Water governance outdated
23 March 2020 | Infrastructure
There is an urgent need for a legally binding water regulatory framework, therefore government should enforce the Water Resource Management Act of 2013.
This is according to the latest publication by the Institute for Public Policy Research (IPPR), titled 'Weak Policies and Conflicting Visions: Drought, Water Shortages and Climate Change in Namibia'.
The report said within the water governance sector, an outdated and semi-functional regulatory framework is paired with inadequate finance and funding mechanisms.
It said the current water governance situation in the country suggests that overall little has changed in this sector over the past years.
“With regard to legislation, it is worrisome to observe that it appears that the Water Resource Management Act of 2013 is still not in force as neither its regulations nor the date of its enforcement could be identified.”
Therefore, for all intents and purposes, the outdated Water Act of 1956 is still governing the sector.
Even more unclear is the status of the extensive and detailed Integrated Water Resources Management Plan of 2010.

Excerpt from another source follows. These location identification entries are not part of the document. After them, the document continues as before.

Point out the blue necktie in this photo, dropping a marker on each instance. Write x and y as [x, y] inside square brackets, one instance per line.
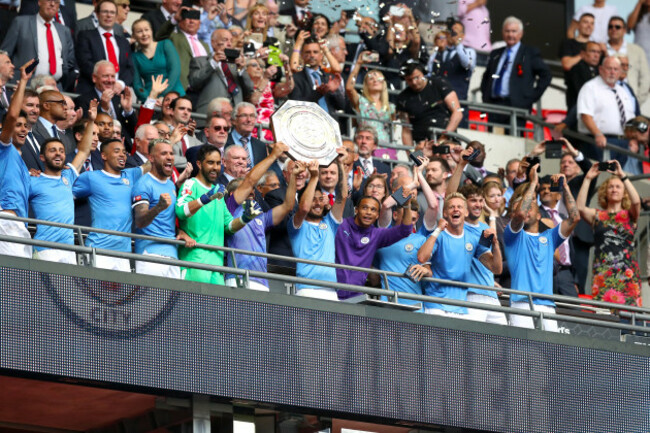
[323, 104]
[498, 84]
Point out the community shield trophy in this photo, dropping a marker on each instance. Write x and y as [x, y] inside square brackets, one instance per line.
[309, 131]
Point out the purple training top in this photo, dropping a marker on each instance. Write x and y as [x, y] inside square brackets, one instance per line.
[356, 246]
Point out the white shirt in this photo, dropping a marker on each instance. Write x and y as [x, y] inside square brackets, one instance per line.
[597, 99]
[43, 67]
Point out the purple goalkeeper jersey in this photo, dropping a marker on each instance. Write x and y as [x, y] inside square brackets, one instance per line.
[356, 246]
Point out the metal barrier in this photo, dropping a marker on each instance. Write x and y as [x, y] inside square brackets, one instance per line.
[392, 295]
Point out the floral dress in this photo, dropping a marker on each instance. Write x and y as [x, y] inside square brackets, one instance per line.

“Indeed, it appears that government has mostly and quietly abandoned the national plan.
“For example, the document cannot be located on the website of the agriculture ministry, the key public institution tasked with water governance.
“The plan is not mentioned in the ministry's recent and publicly available annual reports nor its strategic plans,” the report stated.
According to the report, only a handful of major bulk water infrastructure construction projects have materialised since independence, most of which have focused on maintaining and rehabilitating existing structures.
It said, to some extent, this is understandable as Namibia remains a developing country with limited public finances and a host of socio-economic challenges, which complicate prioritisation and planning by decision-makers.
Government had agreed to provide funding for these urgent water infrastructure projects at a cost of roughly N$3 billion, while a further N$1 billion would be sourced from the national bulk water supplier NamWater and local authorities.
The implementation of the priority projects is planned to take place over the next five years.